Categorizing and classifying: these are the sorts of things that taxonomists are good at. While the rest of us may be able to sort our clothes by brand, our plant classification skills have really gone downhill in the last 100 years. Today, our hunting and gathering takes place in the grocery store, where there are convenient little signs above the fruit, proclaiming that this apple is a McIntosh, Fuji, or Gala.
I’m someone who works outdoors, and I love knowing which plants are which. It’s rather useful to know your stinging nettles and your poison ivy, of course. It’s also helpful to know that certain berries won’t poison you and that certain fungi definitely will. I like eating wild plants, and I like using them as medicine. Like all naturalists, I have my favorite field guides. However, I may have just found a new favorite: Leafsnap. To the amateur or professional naturalist, Leapsnap is the coolest brain extension (oops, I mean – app) that you ever did see.
What is Leafsnap? It’s biometrics for plants. The same technology that can be used to scan your facial features can now scan leaves. It’s a free app that allows you to scan a leaf and help you identify the plant, and it comes to us courtesy of Columbia University, the University of Maryland, and the Smithsonian Institution.
Imagine walking through the woods.

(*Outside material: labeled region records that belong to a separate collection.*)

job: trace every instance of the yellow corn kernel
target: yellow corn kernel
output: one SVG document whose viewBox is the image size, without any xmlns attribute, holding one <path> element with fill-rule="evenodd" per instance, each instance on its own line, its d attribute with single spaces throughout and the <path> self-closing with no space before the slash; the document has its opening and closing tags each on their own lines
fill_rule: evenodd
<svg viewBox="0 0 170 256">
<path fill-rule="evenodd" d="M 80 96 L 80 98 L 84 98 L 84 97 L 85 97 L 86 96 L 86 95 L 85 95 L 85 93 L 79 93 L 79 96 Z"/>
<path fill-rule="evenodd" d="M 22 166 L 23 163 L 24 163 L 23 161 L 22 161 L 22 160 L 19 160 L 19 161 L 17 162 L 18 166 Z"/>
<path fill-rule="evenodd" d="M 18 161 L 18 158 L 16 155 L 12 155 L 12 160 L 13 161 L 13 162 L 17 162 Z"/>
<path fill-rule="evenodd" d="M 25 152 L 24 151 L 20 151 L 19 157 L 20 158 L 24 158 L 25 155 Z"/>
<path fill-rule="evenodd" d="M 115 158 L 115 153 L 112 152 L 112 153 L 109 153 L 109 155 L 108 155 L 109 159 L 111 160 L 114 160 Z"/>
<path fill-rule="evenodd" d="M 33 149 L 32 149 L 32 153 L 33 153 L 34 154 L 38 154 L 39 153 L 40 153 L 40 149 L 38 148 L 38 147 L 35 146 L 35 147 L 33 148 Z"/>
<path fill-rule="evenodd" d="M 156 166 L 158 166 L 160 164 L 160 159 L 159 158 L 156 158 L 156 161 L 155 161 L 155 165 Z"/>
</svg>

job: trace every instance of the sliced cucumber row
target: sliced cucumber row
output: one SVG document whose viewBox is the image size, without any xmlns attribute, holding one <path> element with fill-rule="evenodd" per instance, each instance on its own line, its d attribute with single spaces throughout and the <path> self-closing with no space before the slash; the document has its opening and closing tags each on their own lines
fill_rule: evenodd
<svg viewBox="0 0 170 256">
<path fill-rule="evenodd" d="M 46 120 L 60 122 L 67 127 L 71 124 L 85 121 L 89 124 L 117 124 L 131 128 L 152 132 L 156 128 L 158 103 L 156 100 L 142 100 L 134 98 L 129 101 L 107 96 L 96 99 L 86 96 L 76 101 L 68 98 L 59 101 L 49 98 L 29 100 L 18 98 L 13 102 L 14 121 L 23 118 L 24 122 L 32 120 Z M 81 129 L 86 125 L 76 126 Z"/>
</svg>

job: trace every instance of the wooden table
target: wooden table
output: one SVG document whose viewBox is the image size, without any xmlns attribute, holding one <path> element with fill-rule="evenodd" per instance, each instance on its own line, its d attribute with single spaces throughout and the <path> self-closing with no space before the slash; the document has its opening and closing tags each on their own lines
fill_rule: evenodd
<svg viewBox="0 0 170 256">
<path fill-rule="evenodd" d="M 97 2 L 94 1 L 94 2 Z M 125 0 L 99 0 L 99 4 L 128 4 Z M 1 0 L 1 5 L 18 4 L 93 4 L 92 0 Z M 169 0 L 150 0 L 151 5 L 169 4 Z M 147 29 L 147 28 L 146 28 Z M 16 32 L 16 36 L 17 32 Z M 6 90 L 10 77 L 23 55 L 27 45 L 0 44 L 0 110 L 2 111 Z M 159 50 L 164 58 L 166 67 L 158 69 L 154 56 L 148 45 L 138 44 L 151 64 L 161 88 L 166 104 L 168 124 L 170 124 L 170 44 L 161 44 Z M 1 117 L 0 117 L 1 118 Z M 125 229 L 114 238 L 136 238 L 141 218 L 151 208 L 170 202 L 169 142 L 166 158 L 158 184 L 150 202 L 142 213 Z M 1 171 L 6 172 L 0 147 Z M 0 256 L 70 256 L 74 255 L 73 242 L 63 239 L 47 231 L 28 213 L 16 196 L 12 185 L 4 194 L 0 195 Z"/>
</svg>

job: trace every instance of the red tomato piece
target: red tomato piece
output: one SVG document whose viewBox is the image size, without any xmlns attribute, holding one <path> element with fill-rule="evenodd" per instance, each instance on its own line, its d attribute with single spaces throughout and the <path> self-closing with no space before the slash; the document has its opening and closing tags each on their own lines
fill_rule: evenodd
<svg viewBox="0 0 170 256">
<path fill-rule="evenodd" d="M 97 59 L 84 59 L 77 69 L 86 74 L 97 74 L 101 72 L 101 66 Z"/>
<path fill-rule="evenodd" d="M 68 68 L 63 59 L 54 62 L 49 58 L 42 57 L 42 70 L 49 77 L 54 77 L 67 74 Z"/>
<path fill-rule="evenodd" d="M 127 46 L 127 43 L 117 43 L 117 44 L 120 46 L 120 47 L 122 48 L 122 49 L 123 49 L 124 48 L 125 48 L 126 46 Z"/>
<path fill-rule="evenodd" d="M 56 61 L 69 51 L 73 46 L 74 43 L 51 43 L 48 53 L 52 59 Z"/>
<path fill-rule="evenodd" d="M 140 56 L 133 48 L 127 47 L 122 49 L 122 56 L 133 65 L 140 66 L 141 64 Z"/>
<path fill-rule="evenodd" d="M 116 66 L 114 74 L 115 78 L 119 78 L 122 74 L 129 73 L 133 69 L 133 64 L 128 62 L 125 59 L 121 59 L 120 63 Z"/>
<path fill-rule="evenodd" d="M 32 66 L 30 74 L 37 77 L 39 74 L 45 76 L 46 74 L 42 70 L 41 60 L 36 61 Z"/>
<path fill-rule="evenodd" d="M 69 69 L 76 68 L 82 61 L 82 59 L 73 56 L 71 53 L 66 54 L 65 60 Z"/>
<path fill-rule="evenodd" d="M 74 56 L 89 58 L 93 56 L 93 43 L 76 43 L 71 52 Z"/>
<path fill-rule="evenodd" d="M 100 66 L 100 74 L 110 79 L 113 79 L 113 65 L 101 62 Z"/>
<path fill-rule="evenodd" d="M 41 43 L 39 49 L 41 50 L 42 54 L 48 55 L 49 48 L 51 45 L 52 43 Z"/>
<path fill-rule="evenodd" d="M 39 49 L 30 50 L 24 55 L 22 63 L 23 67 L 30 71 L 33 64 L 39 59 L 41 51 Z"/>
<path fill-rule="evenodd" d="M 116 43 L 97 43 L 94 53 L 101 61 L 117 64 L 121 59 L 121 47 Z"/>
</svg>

You see a plant. You wonder whether it’s edible, or whether it could make you itchy. You take out your phone, snap a picture, and connect to Leafsnap, which gives you options that will help you determine what your plant might be. It’s like having a really outdoor-savvy friend who lives in your pocket. An outdoor-savvy friend who doesn’t eat much or make your place messy.
Right now, the technology is limited to the plants of Washington, DC and New York. After all, there are a lot of leaves out there to catalogue. If you’re a leaf aficionado and you want to help, the Leafsnap website lists volunteer opportunities. So get snap happy and start scanning!